Beyond torch.median: Alternative Approaches for Median Calculation in PyTorch


Purpose

  • The median is the "middle" value when the data is sorted in ascending order.
  • Calculates the median value(s) along a specified dimension of a PyTorch tensor.

Behavior

  • Returns a namedtuple containing two elements:
    • values: A tensor containing the median value(s) for each row (along dim).
    • indices: A tensor containing the index(es) of the median element(s) for each row (along dim).
  • Takes an optional dim argument (defaulting to 0) that specifies the dimension along which to compute the median.
  • Operates on a single tensor input.

Example

import torch

# Create a sample tensor
data = torch.tensor([[1, 7, 3], [4, 5, 6], [2, 8, 9]])

# Calculate median along the first dimension (rows)
medians, indices = torch.median(data, dim=0)

print(medians)  # tensor([3., 6., 7.])
print(indices)  # tensor([1, 1, 0])
  • indices contains the index of the median element in each row: [1, 1, 0]. For example, in the first row [1, 7, 3], the median is 3, which is at index 1.
  • medians contains the median for each row: [3, 6, 7].
  • torch.median is generally less performant than vectorized operations like sorting and slicing, especially for large tensors. Consider alternative approaches for performance-critical scenarios.
  • If input contains NaN values (Not a Number), use torch.nanmedian instead, which excludes NaNs from the calculation.
  • For tensors with an even number of elements along the specified dimension, torch.median returns the lower of the two middle values.


Calculating Median of the Entire Tensor

import torch

# Create a sample tensor
data = torch.tensor([3, 1, 4, 1, 5])

# Calculate median without specifying a dimension (across all elements)
median = torch.median(data)

print(median)  # tensor(3.)

In this case, dim is omitted (or set to None), so the median is calculated across all elements, resulting in a single value (3).

Calculating Median Along Multiple Dimensions

import torch

# Create a 3D sample tensor
data = torch.arange(24).reshape(2, 3, 4)

# Calculate median along the second dimension (columns)
medians, indices = torch.median(data, dim=1)

print(medians.shape)  # torch.Size([2, 4])
print(indices.shape)   # torch.Size([2, 4])

# Now medians and indices contain values for each row (across columns)

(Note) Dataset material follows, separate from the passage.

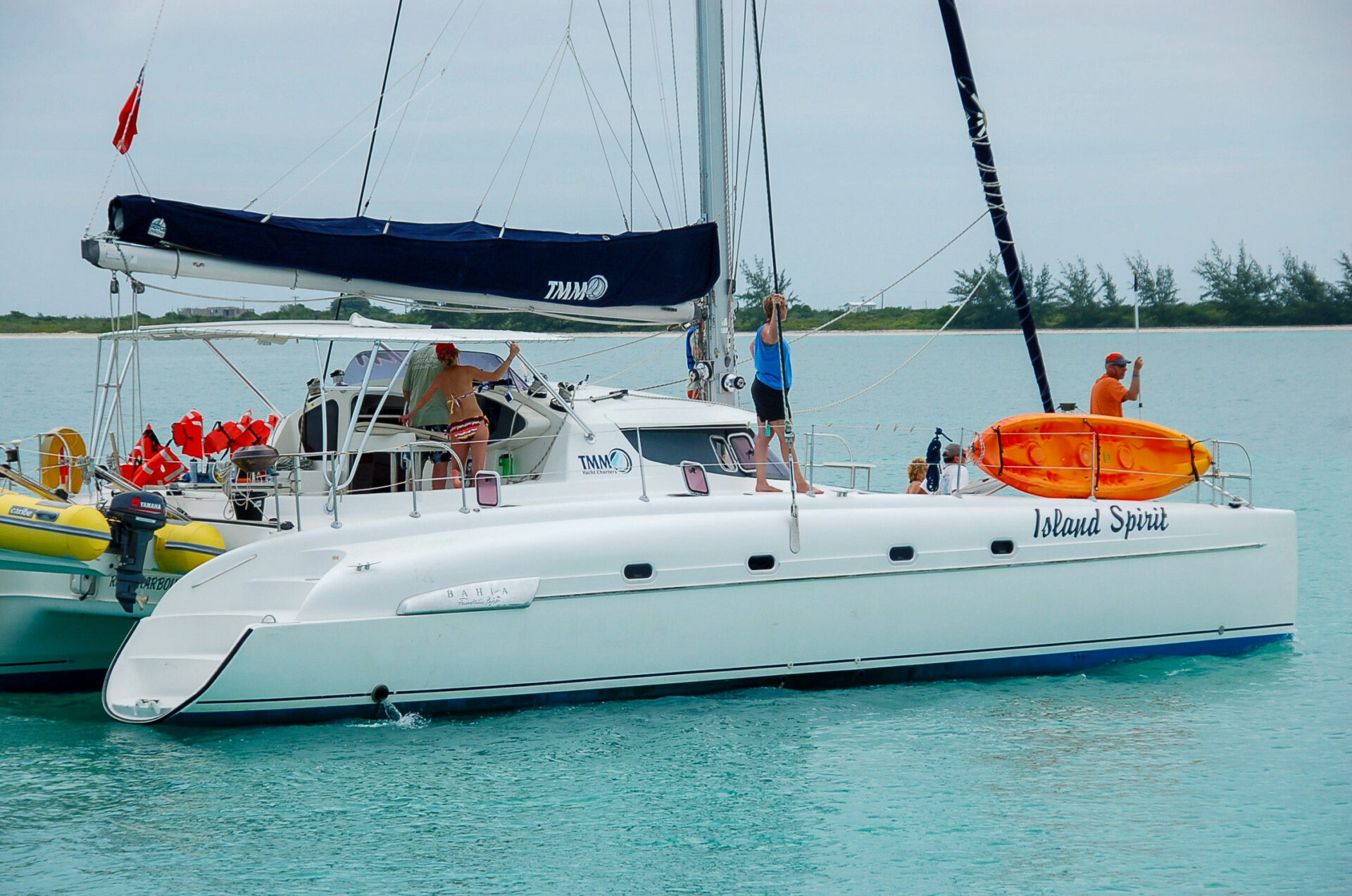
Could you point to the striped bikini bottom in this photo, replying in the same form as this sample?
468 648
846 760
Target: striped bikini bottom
464 430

This example calculates the median along columns (dimension 1). medians and indices will have the same shape ([2, 4]), with medians for each row (across columns) and corresponding indices.

import torch

data = torch.tensor([[1, 7, 3], [4, 5, 6]])

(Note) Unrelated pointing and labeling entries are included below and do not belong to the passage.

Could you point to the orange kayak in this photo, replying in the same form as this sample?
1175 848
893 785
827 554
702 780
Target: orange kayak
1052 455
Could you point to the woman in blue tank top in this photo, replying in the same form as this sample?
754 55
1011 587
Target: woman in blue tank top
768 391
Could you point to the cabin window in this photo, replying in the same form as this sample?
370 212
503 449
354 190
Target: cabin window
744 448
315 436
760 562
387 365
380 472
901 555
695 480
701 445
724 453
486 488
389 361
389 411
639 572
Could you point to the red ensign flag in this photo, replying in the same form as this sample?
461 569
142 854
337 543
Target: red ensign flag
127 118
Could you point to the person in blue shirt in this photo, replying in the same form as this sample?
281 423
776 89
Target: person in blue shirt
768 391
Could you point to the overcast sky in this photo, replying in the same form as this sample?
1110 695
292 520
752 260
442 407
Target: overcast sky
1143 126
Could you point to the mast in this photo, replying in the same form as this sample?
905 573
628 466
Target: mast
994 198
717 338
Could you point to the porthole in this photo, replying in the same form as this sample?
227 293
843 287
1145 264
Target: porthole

# Calculate median along the first dimension, keeping the dimension
medians, indices = torch.median(data, dim=0, keepdim=True)

print(medians.shape)  # torch.Size([1, 3])
print(indices.shape)   # torch.Size([1, 3])


torch.quantile for Median with More Control

  • You can specify the desired quantile (between 0 and 1) to calculate other percentiles as well.
  • This offers more control over handling edge cases like even-numbered elements.
  • Use torch.quantile with q=0.5 to calculate the median.
import torch

data = torch.tensor([1, 7, 3])

# Calculate median using quantile
median = torch.quantile(data, q=0.5)

print(median)  # tensor(3.)

Custom Median Function (For Specific Use Cases)

  • This might be useful for handling specific edge cases or incorporating additional logic.
  • If you need more customization or control over median calculation, consider writing a custom function.

Sorting and Slicing (Performance-Critical Scenarios)

  • This can be more efficient than torch.median in some cases. However, it requires more manual steps.
  • For very large tensors where performance is crucial, consider using vectorized operations like sorting and slicing.
import torch

data = torch.randn(10000)

# Calculate median using sorting and slicing (manual approach)
sorted_data, _ = torch.sort(data, dim=0)
median_index = sorted_data.shape[0] // 2
median = sorted_data[median_index]

# This approach might be faster for large tensors but requires more steps
  • For very large tensors and performance-critical scenarios, explore vectorized operations like sorting and slicing, but be aware of the additional manual steps involved.
  • Consider a custom function if you have specific requirements or logic to incorporate.
  • Use torch.quantile if you need more control over handling even-numbered elements or want to calculate other percentiles.
  • If you need basic median calculation and performance isn't a major concern, torch.median is a good choice.